The Kenevo is the first eBike I’ve ridden and to begin with I was a skeptic. I swung a leg over and immediately began attempting a few bunny hops and wheelies to try and get a feel for the bike before heading out onto the trails. At first, it seemed incredibly heavy and cumbersome – but then I ride a carbon Bronson. The engine, of course, meant I zipped off without too much effort but all in all I wasn’t sold.
After a bit of a descent though, I found that the bike felt planted. The engine and battery weight towards the bottom of the bike really wasn’t that noticeable on the descents, even when things got tight and twisty. The bike suddenly seemed more manageable at speed and gripped well in corners, and the more I rode it the more it seemed to become easier to manage.
The pedal assist of the bike became a life-saver over the three days of riding I had. The fire-road ascents were eaten up without too much energy expenditure at all and the technical climbs became much more manageable, though they weren’t easy by any stretch of the imagination. The ability to ride up hill again and again without burning through too much energy was definitely the Kenevo’s main strength. It made a continuous climb of half an hour manageable enough that a conversation could be had even throughout the technical sections.
The drawbacks certainly were much smaller than I had originally imagined them being. Aside from the fact it was a somewhat heavier bike that I’m used to, it still got airborne with a little extra encouragement. The weight downside arose when I got off-line. With a lighter bike, it feels much more natural to make corrections, to almost manhandle the bike back into the line you first aimed for, or rescue an almost crash. When the Kenevo pointed in a certain direction, it became difficult to persuade it into anything other than that. A wet section of fast, loose rock descending caught me off-guard and, despite my best efforts to pull the bike back onto my intended path, it rumbled on at pace into a crash. Luckily I walked away with no injuries or damage to the bike.

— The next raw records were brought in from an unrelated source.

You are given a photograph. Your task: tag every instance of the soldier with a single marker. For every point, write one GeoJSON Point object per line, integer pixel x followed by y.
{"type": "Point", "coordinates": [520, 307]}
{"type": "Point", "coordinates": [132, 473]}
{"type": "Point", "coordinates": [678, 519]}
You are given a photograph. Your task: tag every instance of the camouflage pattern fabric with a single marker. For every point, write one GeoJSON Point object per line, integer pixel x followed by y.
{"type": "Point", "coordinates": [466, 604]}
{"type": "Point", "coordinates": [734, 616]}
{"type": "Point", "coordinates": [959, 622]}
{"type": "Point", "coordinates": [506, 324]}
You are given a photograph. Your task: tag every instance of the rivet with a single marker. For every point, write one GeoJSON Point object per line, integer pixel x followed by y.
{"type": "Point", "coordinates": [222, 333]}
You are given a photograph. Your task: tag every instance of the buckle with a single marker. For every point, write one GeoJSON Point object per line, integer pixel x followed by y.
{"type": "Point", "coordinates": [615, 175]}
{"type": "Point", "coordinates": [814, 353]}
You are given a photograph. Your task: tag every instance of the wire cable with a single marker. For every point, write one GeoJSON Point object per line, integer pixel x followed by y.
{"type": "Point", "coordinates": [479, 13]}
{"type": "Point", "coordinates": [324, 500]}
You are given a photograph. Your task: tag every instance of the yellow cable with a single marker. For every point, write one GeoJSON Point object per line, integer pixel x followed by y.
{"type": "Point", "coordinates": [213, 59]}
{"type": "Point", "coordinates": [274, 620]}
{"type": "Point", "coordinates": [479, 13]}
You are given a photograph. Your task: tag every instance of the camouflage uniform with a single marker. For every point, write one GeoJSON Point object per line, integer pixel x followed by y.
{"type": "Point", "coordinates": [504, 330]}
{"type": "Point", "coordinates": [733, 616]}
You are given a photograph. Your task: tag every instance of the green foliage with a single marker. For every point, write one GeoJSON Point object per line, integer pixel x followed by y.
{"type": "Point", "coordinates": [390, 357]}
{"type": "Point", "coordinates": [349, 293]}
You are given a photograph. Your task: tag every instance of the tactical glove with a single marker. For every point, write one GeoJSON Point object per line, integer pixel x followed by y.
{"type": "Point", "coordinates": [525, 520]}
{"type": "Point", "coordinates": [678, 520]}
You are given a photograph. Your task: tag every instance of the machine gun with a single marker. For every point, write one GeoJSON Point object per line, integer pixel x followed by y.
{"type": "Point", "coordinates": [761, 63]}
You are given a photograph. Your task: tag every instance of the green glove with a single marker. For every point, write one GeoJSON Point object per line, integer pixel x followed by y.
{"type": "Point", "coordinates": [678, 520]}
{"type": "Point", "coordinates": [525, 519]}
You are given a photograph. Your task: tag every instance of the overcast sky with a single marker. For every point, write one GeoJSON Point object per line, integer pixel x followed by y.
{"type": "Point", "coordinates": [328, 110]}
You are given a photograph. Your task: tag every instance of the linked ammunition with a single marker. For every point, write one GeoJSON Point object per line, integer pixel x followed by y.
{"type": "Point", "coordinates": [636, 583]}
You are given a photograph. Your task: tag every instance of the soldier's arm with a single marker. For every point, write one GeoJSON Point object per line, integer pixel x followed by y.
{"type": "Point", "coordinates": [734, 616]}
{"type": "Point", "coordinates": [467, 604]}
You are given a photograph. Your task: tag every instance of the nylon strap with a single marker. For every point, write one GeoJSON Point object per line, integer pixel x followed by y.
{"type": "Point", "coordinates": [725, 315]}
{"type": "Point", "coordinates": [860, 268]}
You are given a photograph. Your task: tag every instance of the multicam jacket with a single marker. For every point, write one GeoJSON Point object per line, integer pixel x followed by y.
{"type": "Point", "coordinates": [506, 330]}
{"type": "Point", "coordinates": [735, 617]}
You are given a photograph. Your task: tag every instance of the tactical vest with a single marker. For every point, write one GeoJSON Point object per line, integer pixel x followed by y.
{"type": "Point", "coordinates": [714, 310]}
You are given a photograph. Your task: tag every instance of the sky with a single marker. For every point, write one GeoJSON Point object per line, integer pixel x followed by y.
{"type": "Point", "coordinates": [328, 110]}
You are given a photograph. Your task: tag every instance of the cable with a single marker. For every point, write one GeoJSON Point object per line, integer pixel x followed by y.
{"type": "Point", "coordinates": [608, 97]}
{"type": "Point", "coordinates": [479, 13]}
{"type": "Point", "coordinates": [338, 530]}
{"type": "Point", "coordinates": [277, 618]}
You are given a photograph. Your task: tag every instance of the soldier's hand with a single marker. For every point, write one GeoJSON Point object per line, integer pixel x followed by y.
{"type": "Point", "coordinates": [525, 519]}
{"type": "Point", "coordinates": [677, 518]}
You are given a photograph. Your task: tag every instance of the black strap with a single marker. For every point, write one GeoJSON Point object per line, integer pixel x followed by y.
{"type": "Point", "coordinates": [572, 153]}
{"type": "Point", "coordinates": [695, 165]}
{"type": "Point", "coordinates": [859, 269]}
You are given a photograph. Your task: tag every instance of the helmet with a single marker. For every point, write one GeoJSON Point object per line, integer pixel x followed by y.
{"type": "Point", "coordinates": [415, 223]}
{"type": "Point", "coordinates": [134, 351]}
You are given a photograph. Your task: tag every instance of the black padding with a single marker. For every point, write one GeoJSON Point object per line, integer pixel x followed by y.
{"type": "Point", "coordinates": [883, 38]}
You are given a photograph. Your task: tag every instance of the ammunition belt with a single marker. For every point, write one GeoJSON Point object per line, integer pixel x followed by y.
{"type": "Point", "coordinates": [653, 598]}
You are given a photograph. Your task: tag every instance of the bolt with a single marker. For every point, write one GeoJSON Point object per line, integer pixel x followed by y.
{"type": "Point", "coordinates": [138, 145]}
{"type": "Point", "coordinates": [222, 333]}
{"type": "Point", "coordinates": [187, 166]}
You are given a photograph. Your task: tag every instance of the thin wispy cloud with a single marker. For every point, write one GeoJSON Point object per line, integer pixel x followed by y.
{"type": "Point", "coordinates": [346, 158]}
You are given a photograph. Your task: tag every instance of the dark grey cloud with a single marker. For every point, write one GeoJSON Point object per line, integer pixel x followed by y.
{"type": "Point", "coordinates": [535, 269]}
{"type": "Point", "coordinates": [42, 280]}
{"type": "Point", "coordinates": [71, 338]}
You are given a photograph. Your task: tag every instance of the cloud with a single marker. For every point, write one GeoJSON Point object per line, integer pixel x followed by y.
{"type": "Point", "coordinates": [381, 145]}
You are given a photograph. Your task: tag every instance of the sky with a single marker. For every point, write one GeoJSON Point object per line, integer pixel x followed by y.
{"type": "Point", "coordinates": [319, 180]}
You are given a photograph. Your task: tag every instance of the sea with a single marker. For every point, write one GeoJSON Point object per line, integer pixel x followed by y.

The engine ripped up the climbs but on flat, traversing sections, became a nuisance with too much power, even on the lowest setting. In the end, the near drops from ledges into river beds whilst traversing a particular section of trail meant I ended up turning the eBike off entirely and resorted to pedalling around a 24kg monster without any help.
All in all, I was incredibly impressed with the Kenevo and it certainly made me reconsider some of my opinions of eBikes. Yes, it was heavy but not so much that it stopped me having fun altogether. Yes, it sometimes had too much power but overall it meant the energy spent was given in the most fun of places. Yes, after the ride I had the biggest smile…
But no, I wouldn’t be swapping the Bronson in for an eBike any time soon.